Oficialmente, a OMS ainda mantém o nível máximo de alerta para a disseminação da doença. Em 30 de janeiro deste ano, o diretor-geral da organização, Tedros Adhanom Ghebreyesus, decidiu concordar com a recomendação do Comitê de Emergência da Covid-19 de que a pandemia continuasse sendo uma Emergência de Saúde Pública de Importância Internacional (definida por um evento extraordinário, que constitui um risco para outros países através da disseminação global e potencialmente requer uma resposta mundial coordenada). Mas, em uma entrevista publicada na semana passada pelo jornal O Globo, a líder técnica da OMS, Maria Van Kerkhove, afirmou que “nunca estivemos tão perto de acabar com a emergência”.
Questionada pela reportagem sobre qual seria a previsão para o possível fim da emergência de importância internacional, a OMS apontou em nota que, conforme o comitê, a pandemia “provavelmente está em um ponto de transição”, que “precisa ser conduzida com cuidado”. O órgão ainda destacou que a situação é bem melhor do que no ano passado, quando a onda da variante Ômicron estava em seu auge, mas fez um alerta sobre o aumento do número de óbitos nos últimos três meses — o registro contínuo de mortes também foi citado como algo a ser ponderado pela epidemiologista americana da entidade.
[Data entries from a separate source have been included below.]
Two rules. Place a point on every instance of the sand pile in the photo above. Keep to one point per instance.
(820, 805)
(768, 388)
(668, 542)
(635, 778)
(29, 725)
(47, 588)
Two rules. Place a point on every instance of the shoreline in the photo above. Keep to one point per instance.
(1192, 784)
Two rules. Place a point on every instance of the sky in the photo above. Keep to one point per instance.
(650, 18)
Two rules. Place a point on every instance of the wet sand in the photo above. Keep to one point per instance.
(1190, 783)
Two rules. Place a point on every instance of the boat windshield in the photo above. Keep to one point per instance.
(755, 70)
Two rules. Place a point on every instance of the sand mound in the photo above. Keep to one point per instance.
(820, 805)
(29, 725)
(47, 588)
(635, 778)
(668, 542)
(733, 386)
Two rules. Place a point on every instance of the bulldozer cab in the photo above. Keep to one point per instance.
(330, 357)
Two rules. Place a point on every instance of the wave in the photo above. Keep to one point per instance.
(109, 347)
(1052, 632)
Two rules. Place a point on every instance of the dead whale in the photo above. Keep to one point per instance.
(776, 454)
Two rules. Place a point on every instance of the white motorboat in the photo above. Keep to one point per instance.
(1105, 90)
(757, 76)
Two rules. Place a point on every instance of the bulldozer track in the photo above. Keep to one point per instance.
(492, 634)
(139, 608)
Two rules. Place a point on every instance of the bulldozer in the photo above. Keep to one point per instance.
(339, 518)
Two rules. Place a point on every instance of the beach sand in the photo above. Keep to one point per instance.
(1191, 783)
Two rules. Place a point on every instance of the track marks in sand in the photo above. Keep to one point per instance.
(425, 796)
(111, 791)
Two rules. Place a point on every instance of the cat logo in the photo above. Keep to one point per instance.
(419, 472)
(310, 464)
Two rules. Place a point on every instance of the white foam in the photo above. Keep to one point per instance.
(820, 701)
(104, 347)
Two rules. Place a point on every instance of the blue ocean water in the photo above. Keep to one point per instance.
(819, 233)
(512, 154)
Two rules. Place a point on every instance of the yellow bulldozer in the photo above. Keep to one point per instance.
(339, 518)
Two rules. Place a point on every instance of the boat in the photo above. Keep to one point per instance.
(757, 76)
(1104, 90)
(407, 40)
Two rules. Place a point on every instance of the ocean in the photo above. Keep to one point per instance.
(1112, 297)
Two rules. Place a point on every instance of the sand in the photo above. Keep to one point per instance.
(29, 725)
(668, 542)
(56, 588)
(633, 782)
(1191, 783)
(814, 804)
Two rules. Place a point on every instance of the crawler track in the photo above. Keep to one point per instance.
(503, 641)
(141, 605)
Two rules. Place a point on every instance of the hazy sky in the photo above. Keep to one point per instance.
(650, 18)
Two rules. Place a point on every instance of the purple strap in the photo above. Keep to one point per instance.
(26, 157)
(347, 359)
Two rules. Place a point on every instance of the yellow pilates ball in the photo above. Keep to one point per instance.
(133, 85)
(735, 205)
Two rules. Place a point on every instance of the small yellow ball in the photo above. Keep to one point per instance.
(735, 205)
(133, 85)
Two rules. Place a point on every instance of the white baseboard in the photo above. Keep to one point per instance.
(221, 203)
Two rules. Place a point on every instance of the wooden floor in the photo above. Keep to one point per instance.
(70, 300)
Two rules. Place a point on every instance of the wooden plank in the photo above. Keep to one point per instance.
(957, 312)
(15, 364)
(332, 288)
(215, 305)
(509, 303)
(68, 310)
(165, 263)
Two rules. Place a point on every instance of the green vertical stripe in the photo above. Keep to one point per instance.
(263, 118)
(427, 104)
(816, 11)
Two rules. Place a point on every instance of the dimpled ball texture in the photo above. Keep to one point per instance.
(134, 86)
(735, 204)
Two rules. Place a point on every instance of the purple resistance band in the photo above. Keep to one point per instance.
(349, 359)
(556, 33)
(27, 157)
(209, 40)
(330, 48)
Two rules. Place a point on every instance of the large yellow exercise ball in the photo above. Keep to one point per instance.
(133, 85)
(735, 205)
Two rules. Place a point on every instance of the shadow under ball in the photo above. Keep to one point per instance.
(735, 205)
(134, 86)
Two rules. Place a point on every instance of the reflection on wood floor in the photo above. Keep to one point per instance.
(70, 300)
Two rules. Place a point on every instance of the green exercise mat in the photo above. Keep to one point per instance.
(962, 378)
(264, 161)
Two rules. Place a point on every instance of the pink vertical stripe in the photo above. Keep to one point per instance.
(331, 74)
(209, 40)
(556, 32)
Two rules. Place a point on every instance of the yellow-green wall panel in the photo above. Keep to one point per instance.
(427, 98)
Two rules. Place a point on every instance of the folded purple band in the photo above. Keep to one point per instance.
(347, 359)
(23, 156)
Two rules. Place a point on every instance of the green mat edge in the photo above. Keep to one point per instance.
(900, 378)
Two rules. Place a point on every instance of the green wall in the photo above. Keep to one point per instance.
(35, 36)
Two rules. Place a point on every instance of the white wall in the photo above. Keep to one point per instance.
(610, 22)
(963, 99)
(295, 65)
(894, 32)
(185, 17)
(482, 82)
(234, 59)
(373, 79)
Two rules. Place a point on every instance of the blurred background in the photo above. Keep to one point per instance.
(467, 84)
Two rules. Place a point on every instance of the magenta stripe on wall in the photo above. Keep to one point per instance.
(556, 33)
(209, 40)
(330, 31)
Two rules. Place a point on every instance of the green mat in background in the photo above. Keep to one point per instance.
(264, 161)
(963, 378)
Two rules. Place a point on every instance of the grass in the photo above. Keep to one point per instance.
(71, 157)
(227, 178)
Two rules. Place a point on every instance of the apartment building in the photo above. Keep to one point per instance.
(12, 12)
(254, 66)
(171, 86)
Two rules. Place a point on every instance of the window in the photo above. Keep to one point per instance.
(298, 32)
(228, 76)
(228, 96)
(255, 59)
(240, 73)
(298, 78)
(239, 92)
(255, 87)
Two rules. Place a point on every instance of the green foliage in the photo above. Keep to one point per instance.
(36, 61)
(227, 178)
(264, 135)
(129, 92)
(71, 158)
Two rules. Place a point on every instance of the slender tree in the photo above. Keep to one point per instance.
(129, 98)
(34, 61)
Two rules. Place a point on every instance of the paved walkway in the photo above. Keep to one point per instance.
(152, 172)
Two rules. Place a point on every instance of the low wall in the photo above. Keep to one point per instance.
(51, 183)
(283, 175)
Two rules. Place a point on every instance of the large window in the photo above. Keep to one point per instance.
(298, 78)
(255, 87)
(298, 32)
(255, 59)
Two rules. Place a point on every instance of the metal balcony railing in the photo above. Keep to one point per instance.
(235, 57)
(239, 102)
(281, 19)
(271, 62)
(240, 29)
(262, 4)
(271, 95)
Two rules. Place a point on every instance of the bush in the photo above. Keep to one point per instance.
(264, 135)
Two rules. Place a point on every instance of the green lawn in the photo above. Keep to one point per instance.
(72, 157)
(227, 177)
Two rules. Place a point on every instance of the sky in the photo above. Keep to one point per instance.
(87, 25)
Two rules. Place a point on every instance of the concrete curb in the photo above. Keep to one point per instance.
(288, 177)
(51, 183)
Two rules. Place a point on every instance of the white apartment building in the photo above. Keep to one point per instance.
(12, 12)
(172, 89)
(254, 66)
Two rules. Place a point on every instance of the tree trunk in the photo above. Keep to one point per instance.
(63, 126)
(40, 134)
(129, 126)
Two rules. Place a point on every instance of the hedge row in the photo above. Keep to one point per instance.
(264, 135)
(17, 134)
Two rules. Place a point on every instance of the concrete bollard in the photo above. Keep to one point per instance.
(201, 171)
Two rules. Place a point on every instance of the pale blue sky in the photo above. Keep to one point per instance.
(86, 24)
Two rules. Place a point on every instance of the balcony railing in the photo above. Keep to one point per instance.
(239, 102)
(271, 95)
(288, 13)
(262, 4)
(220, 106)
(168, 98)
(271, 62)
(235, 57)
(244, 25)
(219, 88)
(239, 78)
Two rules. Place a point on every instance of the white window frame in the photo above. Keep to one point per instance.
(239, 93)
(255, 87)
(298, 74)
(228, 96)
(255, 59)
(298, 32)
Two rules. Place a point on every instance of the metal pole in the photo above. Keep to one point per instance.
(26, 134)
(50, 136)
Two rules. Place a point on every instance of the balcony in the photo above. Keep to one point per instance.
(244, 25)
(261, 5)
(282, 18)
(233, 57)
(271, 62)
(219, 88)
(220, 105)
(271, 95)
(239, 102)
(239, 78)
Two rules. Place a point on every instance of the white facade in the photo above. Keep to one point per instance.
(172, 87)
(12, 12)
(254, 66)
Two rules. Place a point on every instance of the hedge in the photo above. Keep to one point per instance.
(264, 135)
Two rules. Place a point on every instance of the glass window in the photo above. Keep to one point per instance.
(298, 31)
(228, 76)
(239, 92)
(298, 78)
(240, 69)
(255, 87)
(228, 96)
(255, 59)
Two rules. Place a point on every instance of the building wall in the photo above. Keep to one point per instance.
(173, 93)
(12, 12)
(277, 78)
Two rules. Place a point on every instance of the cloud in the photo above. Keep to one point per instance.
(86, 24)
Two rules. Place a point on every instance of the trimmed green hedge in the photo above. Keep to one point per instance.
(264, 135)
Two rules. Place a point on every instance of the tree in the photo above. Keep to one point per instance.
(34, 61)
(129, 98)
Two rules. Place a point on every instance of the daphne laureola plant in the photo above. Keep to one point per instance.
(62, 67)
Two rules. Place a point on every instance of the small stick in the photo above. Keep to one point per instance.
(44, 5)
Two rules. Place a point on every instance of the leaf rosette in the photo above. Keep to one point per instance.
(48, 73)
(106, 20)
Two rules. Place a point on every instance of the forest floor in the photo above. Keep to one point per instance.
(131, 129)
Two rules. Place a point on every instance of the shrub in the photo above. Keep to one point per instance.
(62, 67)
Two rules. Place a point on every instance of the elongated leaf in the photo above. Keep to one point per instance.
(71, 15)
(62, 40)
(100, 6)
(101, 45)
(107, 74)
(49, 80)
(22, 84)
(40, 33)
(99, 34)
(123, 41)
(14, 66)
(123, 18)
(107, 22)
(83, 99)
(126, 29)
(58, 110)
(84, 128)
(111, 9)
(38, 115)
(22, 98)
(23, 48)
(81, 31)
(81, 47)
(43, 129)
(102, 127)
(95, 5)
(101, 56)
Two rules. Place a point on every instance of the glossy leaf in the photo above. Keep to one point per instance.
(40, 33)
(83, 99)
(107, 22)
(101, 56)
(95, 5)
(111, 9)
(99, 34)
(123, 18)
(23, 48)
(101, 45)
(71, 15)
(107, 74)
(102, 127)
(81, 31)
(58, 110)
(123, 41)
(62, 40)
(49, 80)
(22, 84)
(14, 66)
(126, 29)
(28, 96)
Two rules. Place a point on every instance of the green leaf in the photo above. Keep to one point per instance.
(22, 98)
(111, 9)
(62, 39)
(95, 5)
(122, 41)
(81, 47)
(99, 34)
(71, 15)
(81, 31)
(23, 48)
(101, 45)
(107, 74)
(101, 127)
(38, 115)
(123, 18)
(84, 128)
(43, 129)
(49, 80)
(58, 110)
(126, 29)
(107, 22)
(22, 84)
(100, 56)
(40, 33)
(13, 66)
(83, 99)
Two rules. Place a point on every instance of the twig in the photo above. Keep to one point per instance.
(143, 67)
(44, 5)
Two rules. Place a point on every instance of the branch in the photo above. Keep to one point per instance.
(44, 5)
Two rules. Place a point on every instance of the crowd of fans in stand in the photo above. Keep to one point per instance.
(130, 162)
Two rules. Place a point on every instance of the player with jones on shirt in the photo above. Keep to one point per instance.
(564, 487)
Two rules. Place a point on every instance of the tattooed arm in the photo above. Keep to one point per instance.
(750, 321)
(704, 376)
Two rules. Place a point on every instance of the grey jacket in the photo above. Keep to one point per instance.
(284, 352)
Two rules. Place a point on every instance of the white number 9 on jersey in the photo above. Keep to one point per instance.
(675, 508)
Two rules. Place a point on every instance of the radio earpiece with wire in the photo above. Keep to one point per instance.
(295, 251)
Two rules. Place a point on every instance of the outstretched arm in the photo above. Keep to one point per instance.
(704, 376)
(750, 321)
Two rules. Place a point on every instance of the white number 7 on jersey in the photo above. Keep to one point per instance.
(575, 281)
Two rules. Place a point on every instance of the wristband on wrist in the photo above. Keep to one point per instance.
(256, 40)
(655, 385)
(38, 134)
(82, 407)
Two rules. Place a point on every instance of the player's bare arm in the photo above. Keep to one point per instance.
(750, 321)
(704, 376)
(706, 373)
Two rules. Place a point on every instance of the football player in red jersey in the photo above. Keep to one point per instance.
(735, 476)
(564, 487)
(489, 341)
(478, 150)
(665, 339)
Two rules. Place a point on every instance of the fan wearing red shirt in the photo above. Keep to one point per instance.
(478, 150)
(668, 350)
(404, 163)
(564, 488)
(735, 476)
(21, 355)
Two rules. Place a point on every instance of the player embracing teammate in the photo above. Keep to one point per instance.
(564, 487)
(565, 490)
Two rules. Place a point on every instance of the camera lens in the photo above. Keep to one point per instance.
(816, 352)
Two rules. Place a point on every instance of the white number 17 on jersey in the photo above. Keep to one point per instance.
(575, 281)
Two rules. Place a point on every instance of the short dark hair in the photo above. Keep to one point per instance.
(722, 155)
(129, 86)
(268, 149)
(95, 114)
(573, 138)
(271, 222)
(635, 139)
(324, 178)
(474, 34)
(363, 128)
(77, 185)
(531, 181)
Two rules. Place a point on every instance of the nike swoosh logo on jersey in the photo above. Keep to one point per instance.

“Nas últimas oito semanas, mais de 170 mil pessoas perderam a vida para a covid-19. E essas são apenas as mortes relatadas; sabemos que o número real é muito maior”, ressalta o texto enviado pela OMS que, em seguida, indica que não se pode controlar o vírus, mas “fazer mais para abordar as vulnerabilidades das populações e dos sistemas de saúde”.
De acordo com o órgão, isso significa vacinar 100% os grupos de maior risco, aumentar o acesso a testes e ao uso de antivirais, tomar medidas específicas quando há incremento nos casos da doença, manter e expandir as redes de laboratórios e combater a desinformação.
Com isso, a organização acredita que será possível avançar para um cenário ainda melhor: “Continuamos esperançosos de que, no próximo ano, o mundo fará a transição para uma nova fase em que reduziremos as hospitalizações e mortes ao nível mais baixo possível e os sistemas de saúde serão capazes de gerenciar a covid-19 de maneira integrada e sustentável”.
Na entrevista ao O Globo, Maria Van Kerkhove comentou que, apesar de ainda estarmos em uma pandemia, o esperado é acabar com a emergência neste ano. Segundo a líder técnica, a ideia era ter encerrado em 2022, mas isso não foi possível porque as ferramentas disponíveis não foram utilizadas da forma mais eficaz em todo o mundo. "Mas certamente estamos indo na direção certa. Temos ferramentas que podem salvar vidas, como no atendimento clínico com antivirais e outras terapias, e com as vacinas, que são seguras e eficazes para prevenir doença grave e as mortes. Se as pessoas recebem o reforço e doses adicionais, sabemos que esse nível de proteção permanece muito alto por algum tempo. Então, estamos em um estágio diferente, nunca estivemos tão perto de acabar com a emergência", disse.
A especialista salientou ainda que esse término exige um esforço ao redor do mundo. "Nós, como organização, precisamos acabar com essa emergência em todos os lugares e estamos caminhando para fazer isso. Mas há mais trabalho a fazer", analisa.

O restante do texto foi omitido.